Nesse sentido, o anonimato da Internet provoca uma dissociação do ego nas pessoas. Existe a identidade que interage com o mundo real e a identidade anónima da Internet. Assim, as pessoas tendem a fazer ou dizer coisas com o seu “eu anónimo” que nunca fariam com o seu “eu real”.
 
2- Invisibilidade
Quando estamos a navegar na Internet, sentimos que ninguém está a olhar  para nós, mesmo quando estamos a conversar com outros usuários. Não há contacto visual ou linguagem corporal nessas interações, e isso cria essa sensação de “invisibilidade”. Consequentemente, as pessoas sentem-se mais dispostas a expressarem-se ou a agir de uma forma que não reagiriam noutro contexto.
 
3- Assincronia
Ao enviar uma mensagem a outra pessoa, não nos sentimos obrigados a receber a sua resposta imediatamente. Na verdade, podemos decidir ignorá-la por horas, dias, semanas ou até meses. Isso significa que não temos que lidar com  as suas reações em tempo real, o que aumenta o efeito de desinibição.
 
Por exemplo, se fizermos um comentário negativo sobre a aparência de uma pessoa na vida real, ela pode responder imediatamente. Talvez fique zangada com o que dissemos ou se sinta magoada, e teríamos que lidar com a situação naquele momento. Por outro lado, nas redes sociais existe a opção de ignorar a mensagem até que nos sintamos prontos para lê-la.
 
4- Solipsismo e introjeção
A falta de contacto visual faz com que tenhamos de recriar uma imagem mental do outro com quem comunicamos. Ou seja, damos um rosto àquele nome de usuário e atribuímos-lhe uma voz. Desse modo, temos conversas mentais com essa “pessoa imaginária” e introjetamo-la/interiorizamo-la.
 
O efeito que ocorre é que as pessoas sentem-se mais desinibidas porque têm a ilusão de que essas trocas acontecem apenas nas suas mentes.
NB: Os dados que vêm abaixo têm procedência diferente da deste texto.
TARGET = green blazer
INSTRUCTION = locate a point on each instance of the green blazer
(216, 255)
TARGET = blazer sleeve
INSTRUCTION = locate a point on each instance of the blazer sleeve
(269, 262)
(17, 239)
Lembre-se de que as pessoas muitas vezes fantasiam sobre situações e conversas que não acontecem de facto.  Assim, sentem que os seus pensamentos são um espaço seguro para expressar desejos que não revelariam de outra forma ou noutro contexto.
 
5- Minimização da autoridade
Na web, mas principalmente nas redes sociais, o status das pessoas na vida real perde alguma relevância. É comum ver pessoas que escrevem mensagens para celebridades ou figuras políticas como se fossem os seus vizinhos ou familiares.  O que motiva esse comportamento é o efeito da desinibição online, graças à minimização da autoridade.
 
Em espaços virtuais, um presidente pode ser visto como nada mais do que outro nome entre milhares. Portanto, há a ilusão de que não existem autoridades ou hierarquias. Logo, seria possível atuar com total impunidade.
 
6- Imaginação dissociativa
Já falamos sobre como o anonimato digital pode produzir uma espécie de dissociação na identidade de uma pessoa. Seguindo esse fio condutor, é possível que esse efeito também seja produzido no mundo. É comum ler os termos “espaço virtual” ou “mundo digital” para falar de plataformas que encontramos na web.
 
Um indivíduo pode chegar a pensar que a Internet é outro mundo ou lugar onde existe a possibilidade de se expressar como quiser. Jogos de simulação social como The Sims e Second Life podem ser considerados exemplos desse fenômeno. Neles, os usuários criam personagens que se movem em mundos falsos e permitem que tenham uma “segunda vida”.
 
Em linhas gerais, o efeito da desinibição online pode ter uma influência positiva ou negativa nas pessoas. Lapidot-Lefler e Barak (2012) publicaram um trabalho sobre comportamentos negativos relacionados a esse fenómeno. A pesquisa sugere que a falta de contacto visual, a invisibilidade e o anonimato geram comportamentos negativos, como enviar insultos e ameaças.
 
Por outro lado, outras pesquisas revelaram que esses mesmos fatores podem promover ações positivas, como partilhar emoções e a sinceridade (Lapidot-Lefler & Barak, 2015). Portanto, não se pode dizer que se trata de um fenómeno totalmente negativo ou positivo.
 
Diante do exposto, pode-se concluir que a forma como esse fenómeno nos influencia vai depender de cada um. No fim, todos nós temos traços positivos e negativos; o que nos define é como decidimos agir em cada situação. Em muitos casos, os nossos valores e educação pode impedir os excessos aquando estamos expostos numa rede social, mas para isso, é preciso ser contido e responsável em cada momento e, acima de tudo, muito consciente.